Lying awake most of the night all I could think of was sleep. I cannot remember when last I have actually had a full night's sleep. No, I lie, I can remember only one night a couple of weeks ago that I slept through the night. The reason I remember it is because it was such a big thing for me. I was telling everyone that I finally had a good night's rest! But alas, it didn't last...

I love coffee, and thought ok, this is now the last resort for me, I am going to quit caffeine completely. I already have only been drinking coffee in the morning and only rooibos tea (which is caffeine free) from the afternoon to evening. I haven't had any coffee except for decaf for about ten days now. It has changed nothing! Just another thing that didn't work.

The biggest thing is that the problem doesn't lie with falling asleep as much as it lies with staying asleep. I take a sleeping tablet to fall asleep that works just fine. I go to sleep about 10pm-10:30pm and wakes up between 1:30am-2am. That's the only "good" sleep I have in a night. From there on it's very light sleeping and constantly waking up. It doesn't matter what I do, I just can't get a good night's rest!

I'm sure this is a problem that most people with fibro struggle with. The only advice the medical doctors give us when we go to them is to keep a clean sleep routine, don't drink any caffeine, don't do this, don't do that. Well let me tell you, none of that has worked for me! That is because that all helps only for you to fall asleep, not keep you asleep for 8-10hours a night! Heck, I'd be happy with six!

I feel that if I could get something that could give me that wonderful restorative good night's rest I would definitely feel better. Not sleeping well means our bodies don't recover properly and we feel like we didn't sleep at all. Sleep plays an important role in restoring our bodies through the night so we can get through the day. No wonder we can't get through the day. It's because all our resources are depleted! And on top of having that we also have to deal with all the pain!

I would love to hear from other people with fibro whether or not they have found sleep!

Thanks for reading!

Stress and pain...

Hi Everyone!

I have been away for a little while because of personal things that kept me from writing. Finally I found some quiet time to write and reflect on the passed week.

I have decided to write about the affects of stress on people with fibromyalgia. First of all I want to say that stress doesn't cause fibromyalgia, but plays probably the one of the biggest roles in triggering the pain. As I have first hand experience from this I decided to share it so we can all learn from it.

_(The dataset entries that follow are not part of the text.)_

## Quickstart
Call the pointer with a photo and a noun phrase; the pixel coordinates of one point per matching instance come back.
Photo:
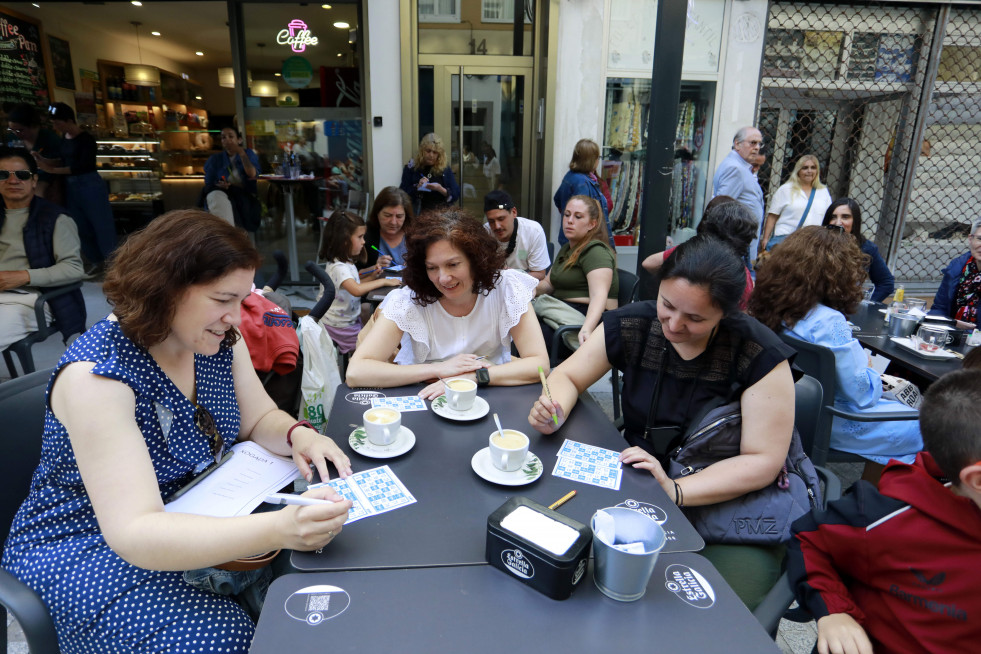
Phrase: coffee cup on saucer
(460, 393)
(382, 424)
(508, 449)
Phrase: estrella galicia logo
(580, 569)
(652, 511)
(930, 583)
(363, 397)
(314, 604)
(689, 586)
(515, 561)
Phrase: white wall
(384, 77)
(739, 75)
(580, 87)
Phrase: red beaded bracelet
(302, 423)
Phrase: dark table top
(479, 609)
(873, 334)
(448, 523)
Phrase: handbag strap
(810, 200)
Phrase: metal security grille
(852, 84)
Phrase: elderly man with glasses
(39, 248)
(735, 177)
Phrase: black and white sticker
(689, 586)
(314, 604)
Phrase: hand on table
(541, 414)
(839, 633)
(14, 279)
(309, 446)
(307, 528)
(641, 459)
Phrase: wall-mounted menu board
(23, 70)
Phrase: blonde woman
(801, 200)
(583, 274)
(428, 179)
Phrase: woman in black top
(703, 349)
(428, 179)
(88, 196)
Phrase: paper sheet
(239, 485)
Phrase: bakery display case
(131, 171)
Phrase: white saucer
(529, 472)
(404, 441)
(442, 408)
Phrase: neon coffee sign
(296, 35)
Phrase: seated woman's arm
(568, 380)
(879, 275)
(369, 366)
(767, 426)
(121, 483)
(599, 281)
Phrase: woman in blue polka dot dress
(137, 404)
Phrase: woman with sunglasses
(846, 214)
(807, 287)
(959, 294)
(138, 406)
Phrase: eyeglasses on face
(206, 425)
(22, 175)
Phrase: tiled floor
(792, 638)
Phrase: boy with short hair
(897, 568)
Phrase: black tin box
(551, 575)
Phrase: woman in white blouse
(801, 200)
(456, 316)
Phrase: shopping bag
(321, 376)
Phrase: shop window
(502, 11)
(439, 11)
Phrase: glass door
(482, 114)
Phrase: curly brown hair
(464, 232)
(149, 273)
(814, 265)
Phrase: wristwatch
(483, 377)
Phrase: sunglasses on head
(22, 175)
(206, 425)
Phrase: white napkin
(549, 534)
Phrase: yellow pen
(541, 375)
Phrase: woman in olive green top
(583, 274)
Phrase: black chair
(808, 407)
(22, 407)
(22, 348)
(819, 362)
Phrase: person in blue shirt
(846, 213)
(959, 294)
(230, 187)
(735, 177)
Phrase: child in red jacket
(896, 568)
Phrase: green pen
(541, 375)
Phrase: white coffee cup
(460, 393)
(382, 424)
(508, 449)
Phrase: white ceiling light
(264, 88)
(140, 74)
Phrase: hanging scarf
(968, 295)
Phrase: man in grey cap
(523, 239)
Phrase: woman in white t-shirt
(457, 316)
(788, 205)
(343, 244)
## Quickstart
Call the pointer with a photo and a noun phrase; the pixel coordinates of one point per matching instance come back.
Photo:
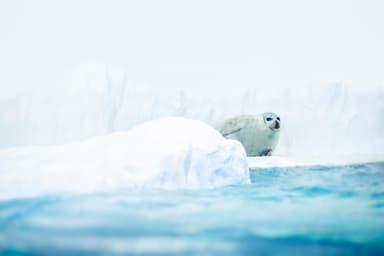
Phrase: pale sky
(202, 44)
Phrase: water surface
(313, 210)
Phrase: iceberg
(167, 153)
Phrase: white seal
(259, 134)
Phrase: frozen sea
(311, 210)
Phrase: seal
(259, 134)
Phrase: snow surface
(327, 120)
(167, 153)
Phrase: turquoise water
(317, 210)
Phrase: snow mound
(168, 153)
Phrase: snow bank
(324, 119)
(167, 153)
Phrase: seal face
(272, 120)
(259, 134)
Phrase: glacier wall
(325, 119)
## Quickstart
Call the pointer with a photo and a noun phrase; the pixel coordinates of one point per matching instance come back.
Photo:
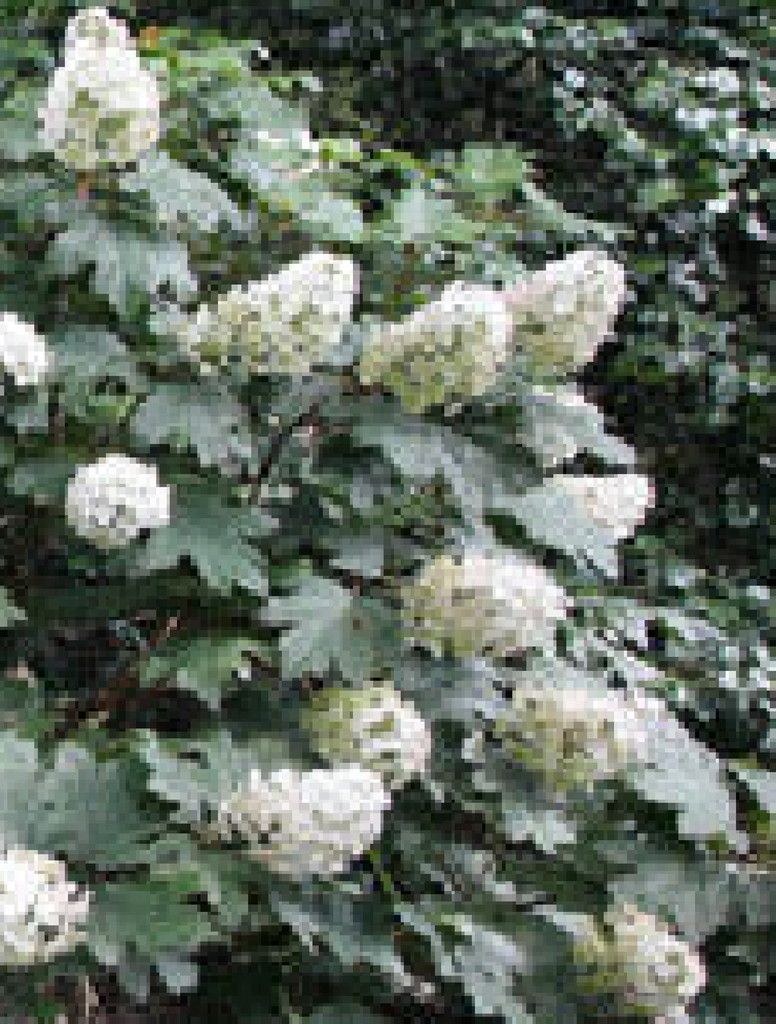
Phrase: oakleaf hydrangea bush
(318, 657)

What happened to me this week was completely out of my control. I did not look for stress, but stress found me! I have been avoiding stress-full situations and trying to keep calm emotionally.

Some days are better than others and daily stress fluctuates in intensity.

Then you get a slam-dunk from outside that in one instant bombards you with so much emotional stress.

And I can tell you that stress definitely makes the pain worse. I have been so sore in every inch of my body. I have barely been able to get out of my bed for the past few days. And sleep has eluded me! I actually woke up in the middle of the night with extreme leg and hip pain. No matter what I took nothing helped with the headaches and other pain.

I sometimes struggle to cope with everything and wish I could live a stress-free life. I wish I could find that place, but it's unrealistic to think that you can live stress-free. We all have stress in our daily lives and when we get the added stress, instead of just feeling stressed-out, it is like a switch goes on in our bodies and it comes out through the pain. And lots of it!

So that's the way the cookie crumbles. Now we have to learn how to cope with the stress and make the pain go away. I don't have the answer yet, but will keep trying. I have been doing a lot of yoga breathing exercises but that only helps for a short while. I think I will try and apply what my doctor says about pain, "prevention is better that cure" Avoid it when you can and when you can't just try and go with the flow!

Thanks for reading, and happy blogging to everyone!